In many ways, the early phase of doctoral research resembles what scholars sometimes call intellectual incubation (Ritter & Dijksterhuis, 2014). During incubation, ideas are developing beneath the surface.

The question may not yet be fully visible, but important processes are unfolding:
connections are forming,
assumptions are being examined,
theoretical grounding is developing,
scholarly confidence is growing.

To outside observers, it may appear that little progress is being made. But beneath the surface, roots are forming.

This stage is not a delay in research development.
It is an essential part of it.

A Message to Early PhD Students:

If you are at the beginning of your doctoral journey and your research question feels uncertain, incomplete, or still forming, you are not alone and this is normal!
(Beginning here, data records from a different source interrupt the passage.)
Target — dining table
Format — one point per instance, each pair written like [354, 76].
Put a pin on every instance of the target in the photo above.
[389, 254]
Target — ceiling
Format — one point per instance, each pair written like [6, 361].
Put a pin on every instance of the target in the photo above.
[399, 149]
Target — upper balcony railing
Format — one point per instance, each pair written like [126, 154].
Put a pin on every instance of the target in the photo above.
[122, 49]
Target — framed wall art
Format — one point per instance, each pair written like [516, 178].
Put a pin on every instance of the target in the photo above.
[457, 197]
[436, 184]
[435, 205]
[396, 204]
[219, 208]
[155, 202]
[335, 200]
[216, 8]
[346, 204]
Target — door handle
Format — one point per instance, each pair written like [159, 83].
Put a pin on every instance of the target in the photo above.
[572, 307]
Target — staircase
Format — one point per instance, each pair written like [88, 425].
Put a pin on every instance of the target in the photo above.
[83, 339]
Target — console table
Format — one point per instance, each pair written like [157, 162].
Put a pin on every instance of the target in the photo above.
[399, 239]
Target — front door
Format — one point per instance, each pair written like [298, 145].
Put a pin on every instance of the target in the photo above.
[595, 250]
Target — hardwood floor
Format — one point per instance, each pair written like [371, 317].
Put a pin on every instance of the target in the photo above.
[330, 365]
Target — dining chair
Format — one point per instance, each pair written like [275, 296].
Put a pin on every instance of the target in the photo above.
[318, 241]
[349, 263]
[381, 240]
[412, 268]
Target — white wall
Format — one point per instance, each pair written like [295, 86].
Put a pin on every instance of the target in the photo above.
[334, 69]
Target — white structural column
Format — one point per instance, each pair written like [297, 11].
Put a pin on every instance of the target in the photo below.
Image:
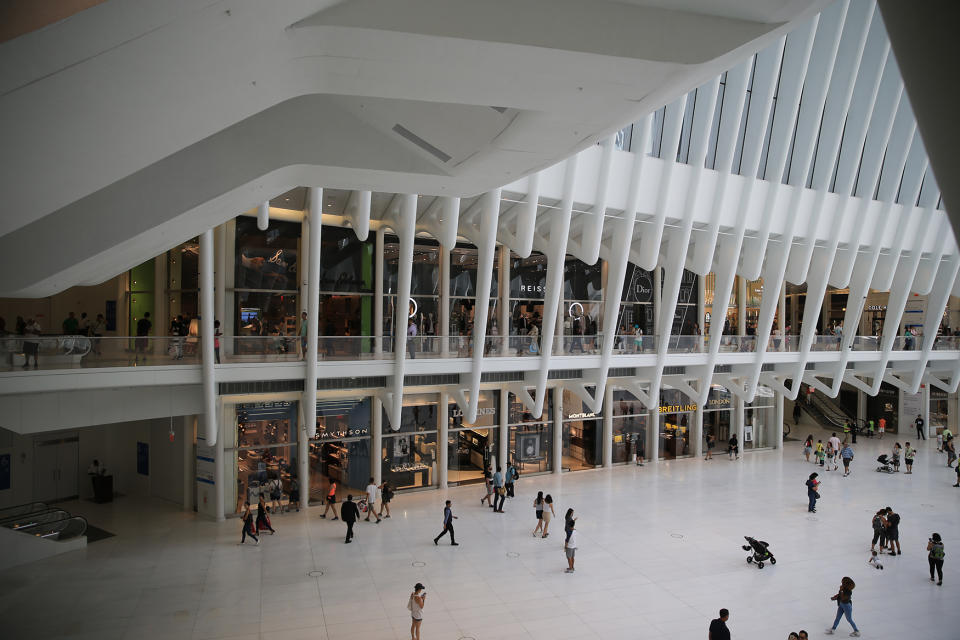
[206, 349]
[443, 317]
[558, 429]
[220, 277]
[443, 426]
[309, 429]
[263, 216]
[376, 440]
[378, 292]
[405, 223]
[607, 446]
[504, 439]
[556, 251]
[504, 300]
[696, 431]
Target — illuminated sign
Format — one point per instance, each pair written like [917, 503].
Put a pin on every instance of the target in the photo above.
[677, 408]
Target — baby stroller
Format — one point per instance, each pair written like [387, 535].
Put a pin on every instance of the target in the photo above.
[761, 552]
[885, 466]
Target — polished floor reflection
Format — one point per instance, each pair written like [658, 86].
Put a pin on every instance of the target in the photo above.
[659, 555]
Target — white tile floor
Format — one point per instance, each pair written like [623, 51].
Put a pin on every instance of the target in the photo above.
[659, 555]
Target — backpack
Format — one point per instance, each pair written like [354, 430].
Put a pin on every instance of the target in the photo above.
[937, 552]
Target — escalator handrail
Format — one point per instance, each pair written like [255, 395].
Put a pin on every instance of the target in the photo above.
[32, 519]
[4, 512]
[65, 522]
[26, 528]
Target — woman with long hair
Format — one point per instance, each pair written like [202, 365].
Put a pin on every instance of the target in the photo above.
[538, 509]
[548, 513]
Many of the most meaningful research questions begin as small seeds. Rather than rushing to produce immediate answers, consider focusing first on preparing the soil.

Read widely.
Engage deeply with theory.
Explore the literature.
Ask questions that stretch your thinking.
Seek guidance from mentors and librarians.

Over time, the seed of your research question will begin to grow.
And when it does, it will be rooted in the rich soil of knowledge that allows scholarship to flourish.

Closing Reflection

A strong research question rarely appears fully formed.

Guided by nursing theory, meaningful questions develop slowly and intentionally within the soil of scholarship.

The Nursology “Research Exemplars” section offers valuable examples of theory-guided scholarship across diverse areas of nursing research and practice.

And like any living thing, meaningful scholarship begins with a seed.

Reference

Ritter, S. M., & Dijksterhuis, A. (2014). Creativity—The unconscious foundations of the incubation period. Frontiers in Human Neuroscience, 8, 215. https://doi.org/10.3389/fnhum.2014.00215

About the Contributors

Katie Kidwell (she/her), is the new-ish Nursing & Health Sciences Liaison Librarian at Boston College’s O’Neill Library. Prior to BC, she completed a one-year fellowship at the National Library of Medicine and worked at the Somerville Public Library and Hirsh Health Sciences Library at Tufts. Prior to librarianship, she worked at multiple universities across Boston in housing & residence life. Beyond her day-to-day work, she enjoys pop culture consumption and critical analysis, board games, trying new recipes, & cuddling with her old beagle, Lincoln.

Aissatou Gueye (Aysha) is an Adult Gerontology Primary Care Nurse Practitioner, Immigrant/Refugee Health NP, Preceptor, and PhD student at the Boston College Connell School of Nursing. Her clinical and research interests focus on effective healthcare communication for NPs, reawakening nursing theory in NP Practice, and immigrant diabetes health. Aysha served as Director of the Diversity, Equity, and Inclusion Committee at the Massachusetts Coalition of Nurse Practitioners (MCNP) and is an RCC facilitator through the Academy of Communication in Healthcare. She believes nursing theory is not an academic exercise—but the living language of care.